В трубке воцарилась тишина. Берди вернулась в гостиную и включила музыку погромче, чтобы слышать в ванной. Она вынимала из встроенного шкафа приличный, пригодный для ужина в «Пьере» с отцом наряд – черные брюки, кремовую шелковую блузку и черные туфли, – а тем временем музыка Моцарта заполняла открытые пространства пустого дома и ее мысли. Берди выложила одежду на стул у шкафа, прошлась по комнате, чтобы задернуть шторы, и окинула взглядом маленький двор с качающей ветками зеленью и шныряющими соседскими кошками.
Она вытеснит из головы Хоупс-Энд и Тревора Лэма до завтрашнего утра, пообещала себе Берди. Не станет думать ни о Джуде Грегоряне, ни о судебных ошибках, а тем более о безнадежно запутанных ситуациях, нищете, потерях, жертвах, впустую потраченной жизни и возможностях.
Как и о смерти.
Но когда Берди возвращалась из душа, шлепая босыми ногами по шелковистым отполированным половицам, зазвучал «Реквием». Одеваясь в черное, она жалела о том, что не выбрала другой диск, что когда-то посмотрела «Амадей», и в особенности – никак не могла выбросить из головы все тот же вопрос.
Вопрос, который задал Тоби. Если Тревор Лэм не убивал свою жену, тогда кто?
Глава 5
Дорожный знак с надписью «Хоупс-Энд» указывал точно вниз, на кустик колючей пожухлой травы. А рядом с ним полоса асфальта ответвлялась от главной дороги, вела к желто-бурым холмам, где поворачивала и терялась вдали. Другой дороги в обозримых пределах не было. Значит, это она и есть. Берди придавила педаль и свернула на боковую дорогу. По обе стороны от нее раскинулись выгоны за проволочными заборами, вдалеке виднелось несколько домов, какие-то надворные постройки и простаивающий трактор. И никаких признаков жизни, если не считать нескольких стад овец, щипавших траву под низкорослыми эвкалиптами, да редких ворон, пролетавших по темно-голубому небу.
Было ужасно жарко.
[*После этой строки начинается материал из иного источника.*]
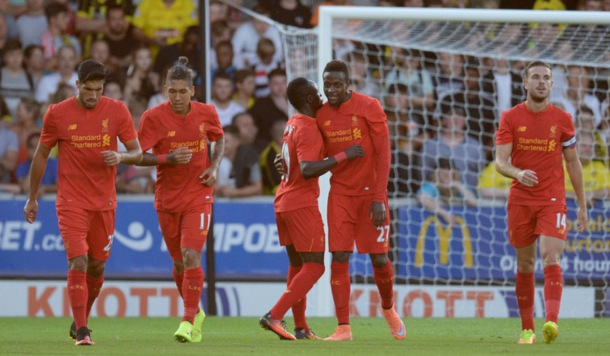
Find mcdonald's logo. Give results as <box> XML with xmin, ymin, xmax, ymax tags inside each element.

Берди буквально чувствовала, как жара обрушивается на крышу машины, рвется в окна, проникает сквозь пол. На заправке в Сассафрасе, у съезда со скоростного шоссе, пока расплачивалась за бензин и свой обед – банку колы и шоколадку, – парень за кассой сказал ей:
– Отсюда минут десять будет. Да сами увидите. Прямо так и поезжайте, и через десять минут окажетесь у развилки. Вам направо. Налево – тупик. А там еще десять минут – и вот вам речка Хоупс-Крик. А на противоположной стороне речки – Хоупс-Энд. Только затормозить не забудьте, а то проскочите и упретесь в кусты. Там дорога заканчивается.
Он с любопытством наблюдал, как Берди прячет чек в бумажник. На сей раз она пообещала себе в кои-то веки победить лень и потребовать полного возмещения расходов.
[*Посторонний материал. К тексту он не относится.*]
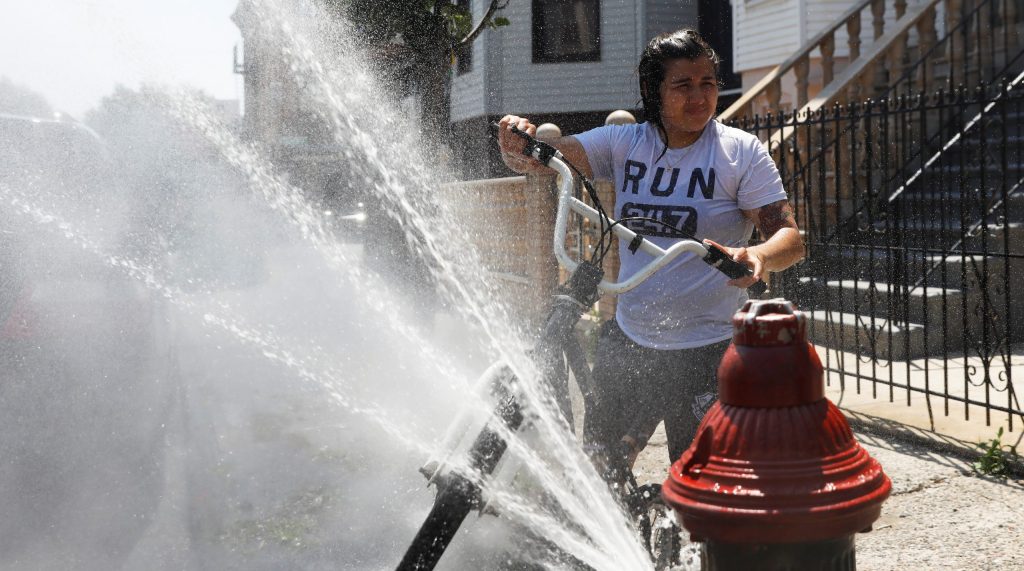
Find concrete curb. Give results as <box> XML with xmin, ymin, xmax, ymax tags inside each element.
<box><xmin>840</xmin><ymin>407</ymin><xmax>1024</xmax><ymax>478</ymax></box>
– Больше там ничего нет, в той стороне, – помолчав, добавил парень.
Улыбнувшись, Берди повернулась, чтобы уйти. Он по-прежнему глазел на нее.
– Вы, случайно, не из Сиднея?
Она кивнула.
– Это вы снимать кино будете? Про Тревора Лэма?
– Да. Правильно.
– Безобразие какое, – добавил он.
Берди так и не поняла, что парень считает безобразием: обвинительный приговор Лэму, его помилование или предстоящее интервью для Эй-би-си, – поэтому промолчала. Она развела в стороны длинные полосы пластика, которые висели в дверном проеме, сбивая с толку мух, и направилась к своей машине, которая мирно стояла на солнце рядом с одной из трех колонок заправки. Распахнув дверцу, Берди отступила, дожидаясь, когда салон автомобиля немного проветрится, открыла банку колы и отпила.
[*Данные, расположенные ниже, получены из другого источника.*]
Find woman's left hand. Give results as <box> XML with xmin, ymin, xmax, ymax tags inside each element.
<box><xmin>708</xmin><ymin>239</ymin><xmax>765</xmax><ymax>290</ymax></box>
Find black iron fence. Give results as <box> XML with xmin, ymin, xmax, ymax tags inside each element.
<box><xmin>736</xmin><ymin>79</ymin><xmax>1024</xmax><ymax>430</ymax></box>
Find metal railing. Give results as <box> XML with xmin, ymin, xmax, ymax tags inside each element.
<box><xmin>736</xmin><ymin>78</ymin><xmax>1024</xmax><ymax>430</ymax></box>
– Посмотреть, значит, решили, дамочка.
Парень вышел следом, прислонился к дверному косяку и уставился на Берди, щурясь от солнца.
– Занятное это место, Хоупс-Энд, – продолжил парень.
– Да, мне говорили, – кивнула Берди, отпивая колы.
Он улыбнулся, отмахиваясь от мухи.
– Занятное, – повторил он.
Берди заставила себя улыбнуться и поспешила сесть в машину. В салоне по-прежнему было жарко, как в духовке, но привычные запахи успокаивали. Она захлопнула дверцу, пристроила банку колы между коленями и завела двигатель.